The problems were most keenly felt on the US east coast but did start to fan out to worldwide operations including Australia, where some users had problems accessing Gmail and Google Assistant.
While a thorough post-mortem is still being conducted by Google’s engineering teams, the company provided a preliminary explanation in a blog post.
“In essence, the root cause of [the] disruption was a configuration change that was intended for a small number of servers in a single region,” Google said.
“The configuration was incorrectly applied to a larger number of servers across several neighbouring regions, and it caused those regions to stop using more than half of their available network capacity.
“The network traffic to/from those regions then tried to fit into the remaining network capacity, but it did not.”
Recognising large-scale congestion, Google said its network then performed as intended, “correctly triaging the traffic overload and dropping larger, less latency-sensitive traffic in order to preserve smaller latency-sensitive traffic flows”.

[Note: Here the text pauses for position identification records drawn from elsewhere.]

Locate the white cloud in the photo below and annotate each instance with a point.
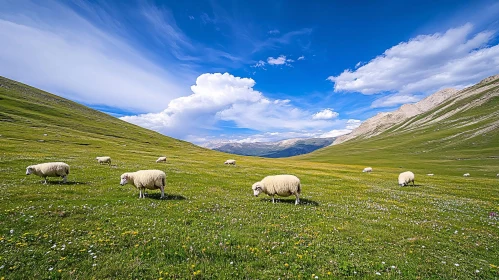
(325, 114)
(228, 99)
(259, 64)
(426, 64)
(53, 48)
(394, 100)
(281, 60)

Google said it detected the network problems “within seconds” but found it hard to correct the problem quickly due to the network congestion.
“The same network congestion which was creating service degradation also slowed the engineering teams’ ability to restore the correct configurations, prolonging the outage,” the cloud giant said.
“The Google teams were keenly aware that every minute which passed represented another minute of user impact, and brought on additional help to parallelise restoration efforts.”
Google suggested that, overall, the effect of the problems was unevenly felt, but that it was still motivated to make its systems better.
“YouTube measured a 2.5 percent drop of views for one hour, while Google Cloud Storage measured a 30 percent reduction in traffic,” it said.
“Approximately one percent of active Gmail users had problems with their account; while that is a small fraction of users, it still represents millions of users who couldn’t receive or send email.
“When we fall short, as happened [Monday Australian time], it motivates us to learn as much as we can, and to make Google’s services even better, even faster, and even more reliable.”
A preliminary internal post-mortem was already circulating within Google, though those employed by the company suggested it provided no more detail or succinct explanation of the outage than today’s blog post.